Detroit’s automakers and the United Auto Workers will not be alone as they begin bargaining this week over wages and working conditions that will govern the shift to electric vehicles over the next several years.
Tesla CEO Elon Musk and the automaker’s increasingly profitable and efficient electric-vehicle factories will be shadow participants, just as Japanese automaker Toyota and its lean production system were for much of the past 30 years.
Tesla enjoys an operating-profit advantage over General Motors and Ford that ranges from nearly $2,800 per vehicle for GM to $3,970 per vehicle for Ford, based on a Reuters analysis of financial results at each automaker.
Stellantis’ North American operations last year out-earned all three in operating profit per vehicle, earning $8,365 per vehicle to beat Tesla’s latest second-quarter figure by nearly $1,200. That is in part due to Stellantis North America’s focus on combustion pickup trucks and Jeep SUVs that command hefty profit margins.
Looking forward, Detroit Three executives say new contracts with the UAW must allow them to be “competitive” as their U.S. operations shift to building EVs, which are money-losers for the legacy automakers now.
Stellantis CEO Carlos Tavares has warned a rapid shift to EVs forced by regulations is “beyond the limits” of what consumers can shoulder. Stellantis cited rising costs for moving to EVs when it announced plans to idle a Jeep factory in Belvidere, Illinois.
The Detroit manufacturers are expected to bring comparisons with Tesla to the bargaining table, people familiar with the process said.
“Tesla today plays the role of the Japanese and German automakers in the ’80s,” said Harley Shaiken, a labor professor at the University of California, Berkeley, who has followed the U.S. industry.
UAW President Shawn Fain, in a statement on Wednesday, put his own interpretation on the term “competitive.”
“As we embark on this EV journey,” he said, “we are constantly presented with the same tired script from the companies; that we must remain ‘competitive,’ which is nothing more than a continued race to the bottom in a quest to follow the lowest bidder to pay poverty wages.”
Tesla’s cost advantages
Tesla’s U.S. factory workers are not unionized. Musk fought an effort by the UAW to organize Tesla’s Fremont, California, factory. He posted a tweet in 2018 warning that workers could lose stock options if they joined the union, an action the National Labor Relations Board later ruled illegal.
Tesla workers earn about $45 an hour in wages and benefits, analysts said. That compares with about $64 to $67 an hour at UAW-represented Detroit Three operations.
The automakers do not detail the hours of labor that go in to building their vehicles — and those figures vary based on the different levels of vertical integration.

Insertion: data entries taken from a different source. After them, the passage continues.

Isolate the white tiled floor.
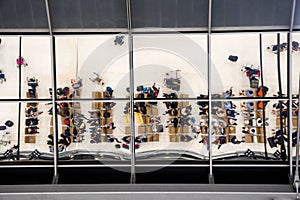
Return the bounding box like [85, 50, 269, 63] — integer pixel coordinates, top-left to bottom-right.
[0, 33, 300, 161]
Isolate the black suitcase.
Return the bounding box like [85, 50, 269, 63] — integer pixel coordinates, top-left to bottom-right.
[5, 120, 14, 127]
[268, 137, 277, 148]
[228, 55, 238, 62]
[250, 77, 259, 88]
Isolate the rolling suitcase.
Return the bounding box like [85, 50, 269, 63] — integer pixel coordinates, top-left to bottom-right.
[228, 55, 238, 62]
[250, 77, 259, 88]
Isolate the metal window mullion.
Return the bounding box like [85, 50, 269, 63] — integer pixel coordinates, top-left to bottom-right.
[287, 0, 296, 183]
[126, 0, 136, 184]
[45, 0, 58, 183]
[207, 0, 214, 183]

But using an estimate of about 30 hours of work to assemble a vehicle, Tesla would have a direct labor cost advantage of as much as $660 per vehicle over one of the Detroit Three.
That gap helps Tesla’s ability to offer more features in its vehicles at a given price, or to cut prices without going into the red.
Hourly labor costs are just a slice of Tesla’s overall superiority in EV profitability, an edge it is using to cut prices and gain share in the EV market.
Musk’s comment on Wednesday that he could have Tesla’s humanoid robot, Optimus, doing useful work in factories next year is the least of Detroit’s problems.
Ford CEO Jim Farley has said Tesla enjoys a $2,000 advantage in distribution costs because it does not have dealers with whom it shares profit.
Tesla also has pioneered use of large “giga-castings” to replace multiple parts with single, cast metal pieces that save on production equipment and assembly time. Tesla executives in March outlined plans to cut production costs by as much as half with what they call “unboxed assembly,” that could eliminate many of the steps on a traditional assembly line.
During the second quarter, Tesla pulled in $150 million to $250 million in U.S. battery production subsidies, and enjoyed a similar amount in lower costs for lithium and battery materials, Chief Financial Officer Zach Kirkhorn said on Wednesday on a conference call.
Taken together, Inflation Reduction Act production subsidies and battery material cost reductions boosted Tesla’s second-quarter profit by $625 to $1,000 per vehicle, based on the company disclosures.
Tesla earned $5,000 in operating income per vehicle for the second quarter, according to company disclosures.
On a similar basis, Ford reported $3,220 per vehicle in the first quarter, while GM reported $4,400 per vehicle in overall pretax profit per vehicle for the first quarter.